Further research is needed to better understand how the constellation of barriers to care, including health institution- and provider-related mistrust, work together to impede engagement, and to facilitate retention. It is important to note that medical mistrust, including HIV-related “conspiracy beliefs,” is rooted in ongoing social marginalization and mistreatment, not only infamous historical catastrophes such as the Tuskegee Syphilis Study. Expanding the scope of what medical mistrust may look like, and how it may operate in conjunction with other facets of people’s belief systems, is necessary in order to understand the interplay between mistrust and health behaviors. For example, examining race-based mistrust in the context of beliefs about HIV medication has been shown to influence ART adherence [46, 47]. Moreover, more research is needed that teases out the differences between trust and mistrust [48], and how each may distinctly affect how people adhere to their ART regimens. More broadly, researchers should also endeavor to address medical mistrust among other racial and ethnic minority populations, as well as groups that experience stigmatization, such as gay people, people who are transgender, and people who have substance use disorders.
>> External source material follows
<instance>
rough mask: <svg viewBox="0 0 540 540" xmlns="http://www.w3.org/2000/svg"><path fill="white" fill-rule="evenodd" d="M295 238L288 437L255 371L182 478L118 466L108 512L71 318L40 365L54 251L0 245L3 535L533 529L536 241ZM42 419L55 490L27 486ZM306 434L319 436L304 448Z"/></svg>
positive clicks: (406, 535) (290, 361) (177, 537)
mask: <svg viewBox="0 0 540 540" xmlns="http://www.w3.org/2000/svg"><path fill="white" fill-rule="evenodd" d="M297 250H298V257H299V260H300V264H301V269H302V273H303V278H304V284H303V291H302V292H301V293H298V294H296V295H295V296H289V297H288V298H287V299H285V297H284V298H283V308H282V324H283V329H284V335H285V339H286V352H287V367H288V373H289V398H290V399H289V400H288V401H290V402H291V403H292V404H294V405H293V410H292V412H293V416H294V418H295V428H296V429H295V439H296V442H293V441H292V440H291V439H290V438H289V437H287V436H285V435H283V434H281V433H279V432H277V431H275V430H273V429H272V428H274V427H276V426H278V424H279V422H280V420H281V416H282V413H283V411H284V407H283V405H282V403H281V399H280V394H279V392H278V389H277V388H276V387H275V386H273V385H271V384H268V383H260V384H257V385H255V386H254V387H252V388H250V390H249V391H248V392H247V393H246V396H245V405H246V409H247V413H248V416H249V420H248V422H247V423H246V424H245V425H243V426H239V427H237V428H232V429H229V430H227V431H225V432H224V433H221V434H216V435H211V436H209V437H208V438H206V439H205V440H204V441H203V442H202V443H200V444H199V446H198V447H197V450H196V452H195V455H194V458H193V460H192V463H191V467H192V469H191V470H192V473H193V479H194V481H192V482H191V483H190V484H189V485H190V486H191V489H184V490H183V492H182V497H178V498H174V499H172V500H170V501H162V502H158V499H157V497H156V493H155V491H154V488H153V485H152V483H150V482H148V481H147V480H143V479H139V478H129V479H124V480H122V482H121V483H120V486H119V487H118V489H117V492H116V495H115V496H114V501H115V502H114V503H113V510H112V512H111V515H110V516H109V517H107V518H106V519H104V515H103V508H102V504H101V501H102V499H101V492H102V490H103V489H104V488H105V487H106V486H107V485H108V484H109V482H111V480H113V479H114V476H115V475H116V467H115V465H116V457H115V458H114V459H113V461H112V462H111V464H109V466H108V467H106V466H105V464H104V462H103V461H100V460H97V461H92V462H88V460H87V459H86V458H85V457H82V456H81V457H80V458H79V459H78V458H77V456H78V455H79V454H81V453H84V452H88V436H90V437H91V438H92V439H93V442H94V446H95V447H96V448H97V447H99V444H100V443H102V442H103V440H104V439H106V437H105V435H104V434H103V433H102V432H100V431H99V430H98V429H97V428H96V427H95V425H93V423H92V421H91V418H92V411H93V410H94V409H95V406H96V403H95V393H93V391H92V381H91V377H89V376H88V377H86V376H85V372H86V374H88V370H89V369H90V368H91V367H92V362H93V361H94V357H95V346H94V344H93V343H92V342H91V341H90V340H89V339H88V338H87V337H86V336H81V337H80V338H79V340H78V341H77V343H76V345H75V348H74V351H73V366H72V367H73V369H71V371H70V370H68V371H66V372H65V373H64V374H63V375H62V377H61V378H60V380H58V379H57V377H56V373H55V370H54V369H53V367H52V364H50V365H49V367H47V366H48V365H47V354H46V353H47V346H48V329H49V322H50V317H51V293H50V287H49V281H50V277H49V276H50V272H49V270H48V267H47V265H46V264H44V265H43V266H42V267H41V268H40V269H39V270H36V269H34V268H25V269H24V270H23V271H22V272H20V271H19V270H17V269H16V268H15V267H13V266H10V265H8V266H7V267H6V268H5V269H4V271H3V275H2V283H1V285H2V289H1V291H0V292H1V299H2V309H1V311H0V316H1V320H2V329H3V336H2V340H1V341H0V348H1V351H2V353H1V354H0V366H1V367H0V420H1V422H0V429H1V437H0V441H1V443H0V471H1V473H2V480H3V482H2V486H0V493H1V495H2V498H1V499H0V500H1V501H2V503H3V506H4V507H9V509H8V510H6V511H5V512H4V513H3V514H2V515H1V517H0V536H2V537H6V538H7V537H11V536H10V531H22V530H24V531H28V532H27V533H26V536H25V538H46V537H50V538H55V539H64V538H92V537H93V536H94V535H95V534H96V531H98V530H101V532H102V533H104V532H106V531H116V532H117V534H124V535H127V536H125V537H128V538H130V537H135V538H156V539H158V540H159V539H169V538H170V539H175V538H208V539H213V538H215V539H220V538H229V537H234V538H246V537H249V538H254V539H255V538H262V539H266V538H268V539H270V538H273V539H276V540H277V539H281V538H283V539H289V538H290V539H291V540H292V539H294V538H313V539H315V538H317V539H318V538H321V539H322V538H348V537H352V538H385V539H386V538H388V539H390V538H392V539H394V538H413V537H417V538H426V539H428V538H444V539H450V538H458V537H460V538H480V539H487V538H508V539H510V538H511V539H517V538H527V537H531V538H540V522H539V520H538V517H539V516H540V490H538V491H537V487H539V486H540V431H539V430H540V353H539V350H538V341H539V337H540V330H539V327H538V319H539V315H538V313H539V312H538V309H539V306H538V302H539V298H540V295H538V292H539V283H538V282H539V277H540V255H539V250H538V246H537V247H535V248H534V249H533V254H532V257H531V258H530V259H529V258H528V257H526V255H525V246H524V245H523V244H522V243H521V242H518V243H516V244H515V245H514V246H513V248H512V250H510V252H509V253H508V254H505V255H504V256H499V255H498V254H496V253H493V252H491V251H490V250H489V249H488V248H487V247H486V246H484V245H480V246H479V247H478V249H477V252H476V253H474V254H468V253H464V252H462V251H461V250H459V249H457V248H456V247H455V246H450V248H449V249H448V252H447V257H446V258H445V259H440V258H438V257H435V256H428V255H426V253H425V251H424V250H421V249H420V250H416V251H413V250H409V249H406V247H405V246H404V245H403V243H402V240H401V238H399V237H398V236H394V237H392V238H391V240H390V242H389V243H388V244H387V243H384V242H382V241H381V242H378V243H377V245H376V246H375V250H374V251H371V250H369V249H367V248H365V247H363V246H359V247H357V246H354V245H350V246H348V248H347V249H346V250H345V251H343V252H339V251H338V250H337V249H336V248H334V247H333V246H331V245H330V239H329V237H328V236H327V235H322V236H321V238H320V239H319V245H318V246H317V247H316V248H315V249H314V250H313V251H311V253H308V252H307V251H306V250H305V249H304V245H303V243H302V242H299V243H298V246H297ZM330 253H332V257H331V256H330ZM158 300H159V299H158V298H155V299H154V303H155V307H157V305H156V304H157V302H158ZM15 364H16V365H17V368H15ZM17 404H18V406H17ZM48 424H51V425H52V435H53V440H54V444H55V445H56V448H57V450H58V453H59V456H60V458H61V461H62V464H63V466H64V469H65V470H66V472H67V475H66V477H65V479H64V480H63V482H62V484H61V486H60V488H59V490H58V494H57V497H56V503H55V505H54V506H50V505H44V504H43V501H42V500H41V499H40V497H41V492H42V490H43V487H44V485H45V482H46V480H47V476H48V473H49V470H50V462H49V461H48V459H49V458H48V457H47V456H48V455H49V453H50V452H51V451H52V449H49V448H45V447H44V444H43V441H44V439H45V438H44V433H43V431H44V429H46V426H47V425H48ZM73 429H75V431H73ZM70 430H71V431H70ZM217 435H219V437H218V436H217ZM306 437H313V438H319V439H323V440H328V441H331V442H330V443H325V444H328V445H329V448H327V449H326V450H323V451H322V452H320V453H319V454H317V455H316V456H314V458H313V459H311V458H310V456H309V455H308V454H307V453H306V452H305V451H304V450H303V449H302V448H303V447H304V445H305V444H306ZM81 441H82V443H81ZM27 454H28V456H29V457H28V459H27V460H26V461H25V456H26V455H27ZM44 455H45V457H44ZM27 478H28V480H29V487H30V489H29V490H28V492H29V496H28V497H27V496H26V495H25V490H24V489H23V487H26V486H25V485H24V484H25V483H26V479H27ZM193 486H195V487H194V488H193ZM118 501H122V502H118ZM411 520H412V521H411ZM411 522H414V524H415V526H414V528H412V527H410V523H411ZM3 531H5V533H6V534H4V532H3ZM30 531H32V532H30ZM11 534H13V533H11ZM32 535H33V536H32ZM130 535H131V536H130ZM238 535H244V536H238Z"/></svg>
Finally, it may be useful to move away from the phrase “conspiracy beliefs,” which is commonly used in the public health literature to discuss the ideas related to the origin of HIV and the potential role of the government and/or pharmaceutical industry in creating or prolonging the epidemic. This language potentially risks obscuring or even discrediting the nuances of people’s lived experiences of racism and classism, and by applying this phrase to such a wide and diverse ranges of beliefs, we risk missing opportunities to better understand the thought processes and experiences of the populations with whom we work and serve. Moving forward with more open-ended terms, such HIV-related beliefs, can enable us to be more effective in our efforts to understand these ideas in the context of people’s daily lives, and thus improve people’s experiences along the HIV care continuum.

Table 1:

Participant Socio-Demographics

N (%)
Gender Female 16 (59%)
Male 11 (41%)
Race/Ethnicity Black Non-Hispanic 21 (78%)
Hispanic/Latinx 6 (22%)
Housing Situation* HASA or public assistance (apartment or room) 18 (67%)
SRO 7 (26%)
Nursing home or hospice 3 (11%)
No financial assistance 2 (7%)
Homeless 8 (30%)
Health Insurance Medicaid 25 (93%)
Medicaid + Medicare 2 (7%)
Employment Status Unemployed 24 (89%)
Employed full or part time 3 (11%)

Note.

*

Adds up to >100% because some participants considered themselves homeless in addition to the housing category they selected (often a form of temporary housing, e.g., SRO).

Acknowledgments

This work was supported by the following NIH grants: 3R01MH095849, IMSD R25GM062454, and REIDS R25MH087217.

Footnotes

All authors declare that they have no conflict of interest.

Ethical statement: All procedures performed in studies involving human participants were in accordance with the ethical standards of the institutional and/or national research committee and with the 1964 Helsinki declaration and its later amendments or comparable ethical standards.